Large-scale pancreatic cancer detection via non-contrast CT and deep learning.

Authors
Cao K, Xia Y, Yao J, Han X, Lambert L, Zhang T, et al.
Journal
Nature medicine
Type
Multicenter Study, Journal Article, Research Support, Non-U.S. Gov't
PMID
37985692
Read the original study →

Original abstract

Pancreatic ductal adenocarcinoma (PDAC), the most deadly solid malignancy, is typically detected late and at an inoperable stage. Early or incidental detection is associated with prolonged survival, but screening asymptomatic individuals for PDAC using a single test remains unfeasible due to the low prevalence and potential harms of false positives. Non-contrast computed tomography (CT), routinely performed for clinical indications, offers the potential for large-scale screening, however, identification of PDAC using non-contrast CT has long been considered impossible.
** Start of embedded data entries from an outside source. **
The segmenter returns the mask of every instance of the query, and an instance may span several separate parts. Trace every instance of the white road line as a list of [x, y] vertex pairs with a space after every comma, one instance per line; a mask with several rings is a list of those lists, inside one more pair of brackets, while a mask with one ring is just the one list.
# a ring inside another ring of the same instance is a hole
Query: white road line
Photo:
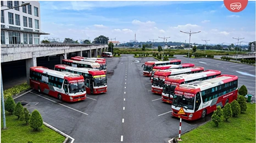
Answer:
[[21, 96], [23, 96], [23, 95], [24, 95], [24, 94], [26, 94], [26, 93], [30, 92], [30, 91], [32, 91], [32, 90], [33, 90], [33, 89], [31, 89], [31, 90], [30, 90], [29, 91], [28, 91], [25, 92], [24, 93], [23, 93], [23, 94], [21, 94], [21, 95], [19, 95], [19, 96], [18, 96], [18, 97], [15, 97], [15, 98], [14, 98], [13, 99], [16, 99], [16, 98], [18, 98], [18, 97], [21, 97]]
[[158, 116], [160, 116], [163, 115], [165, 115], [165, 114], [168, 114], [168, 113], [169, 113], [169, 112], [171, 112], [171, 111], [170, 111], [167, 112], [166, 112], [166, 113], [164, 113], [164, 114], [160, 114], [159, 115], [158, 115]]
[[245, 67], [245, 68], [239, 68], [239, 69], [245, 69], [245, 68], [255, 68], [255, 67], [253, 67], [250, 66], [250, 67]]
[[246, 65], [244, 64], [241, 64], [241, 65], [235, 65], [235, 66], [231, 66], [230, 67], [238, 67], [238, 66], [241, 66], [241, 65]]
[[97, 101], [97, 100], [96, 100], [96, 99], [93, 99], [93, 98], [90, 98], [90, 97], [87, 97], [86, 98], [87, 98], [91, 99], [92, 99], [92, 100], [94, 100], [95, 101]]
[[85, 115], [88, 115], [88, 114], [86, 114], [86, 113], [84, 113], [84, 112], [81, 112], [81, 111], [79, 111], [79, 110], [76, 110], [76, 109], [74, 109], [74, 108], [69, 107], [69, 106], [66, 106], [66, 105], [65, 105], [62, 104], [60, 104], [60, 103], [58, 103], [55, 102], [54, 102], [54, 101], [53, 101], [53, 100], [52, 100], [49, 99], [48, 99], [47, 98], [45, 98], [45, 97], [42, 97], [42, 96], [40, 96], [40, 95], [38, 95], [38, 94], [37, 94], [34, 93], [33, 93], [33, 92], [30, 92], [31, 93], [34, 94], [36, 95], [36, 96], [39, 96], [39, 97], [42, 97], [42, 98], [44, 98], [44, 99], [47, 99], [47, 100], [50, 100], [50, 101], [51, 101], [51, 102], [54, 102], [54, 103], [55, 103], [58, 104], [59, 104], [59, 105], [62, 105], [62, 106], [63, 106], [68, 108], [71, 109], [72, 109], [72, 110], [75, 110], [75, 111], [77, 111], [77, 112], [80, 112], [80, 113], [82, 113], [82, 114], [85, 114]]
[[155, 101], [155, 100], [159, 100], [159, 99], [161, 99], [162, 98], [158, 98], [158, 99], [154, 99], [154, 100], [153, 100], [152, 102], [153, 101]]
[[43, 123], [44, 124], [45, 124], [46, 126], [49, 127], [50, 128], [52, 128], [52, 129], [53, 129], [53, 130], [55, 130], [55, 131], [56, 131], [56, 130], [58, 130], [58, 132], [59, 132], [59, 133], [60, 133], [60, 134], [62, 134], [63, 135], [65, 136], [68, 136], [68, 137], [69, 137], [69, 138], [70, 138], [70, 139], [72, 140], [71, 141], [70, 143], [73, 143], [74, 141], [75, 140], [75, 139], [74, 139], [73, 138], [72, 138], [72, 137], [71, 137], [70, 136], [69, 136], [69, 135], [68, 135], [65, 134], [64, 133], [61, 132], [60, 130], [57, 129], [57, 128], [53, 127], [53, 126], [52, 126], [48, 124], [48, 123], [46, 123], [46, 122], [43, 122]]

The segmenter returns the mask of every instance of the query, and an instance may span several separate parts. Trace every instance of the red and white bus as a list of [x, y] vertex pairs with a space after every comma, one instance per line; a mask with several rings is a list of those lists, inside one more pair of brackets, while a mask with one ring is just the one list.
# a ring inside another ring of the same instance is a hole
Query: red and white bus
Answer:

Here, we develop a deep learning approach, pancreatic cancer detection with artificial intelligence (PANDA), that can detect and classify pancreatic lesions with high accuracy via non-contrast CT. PANDA is trained on a dataset of 3,208 patients from a single center. PANDA achieves an area under the receiver operating characteristic curve (AUC) of 0.986-0.996 for lesion detection in a multicenter validation involving 6,239 patients across 10 centers, outperforms the mean radiologist performance by 34.1% in sensitivity and 6.3% in specificity for PDAC identification, and achieves a sensitivity of 92.9% and specificity of 99.9% for lesion detection in a real-world multi-scenario validation consisting of 20,530 consecutive patients. Notably, PANDA utilized with non-contrast CT shows non-inferiority to radiology reports (using contrast-enhanced CT) in the differentiation of common pancreatic lesion subtypes. PANDA could potentially serve as a new tool for large-scale pancreatic cancer screening.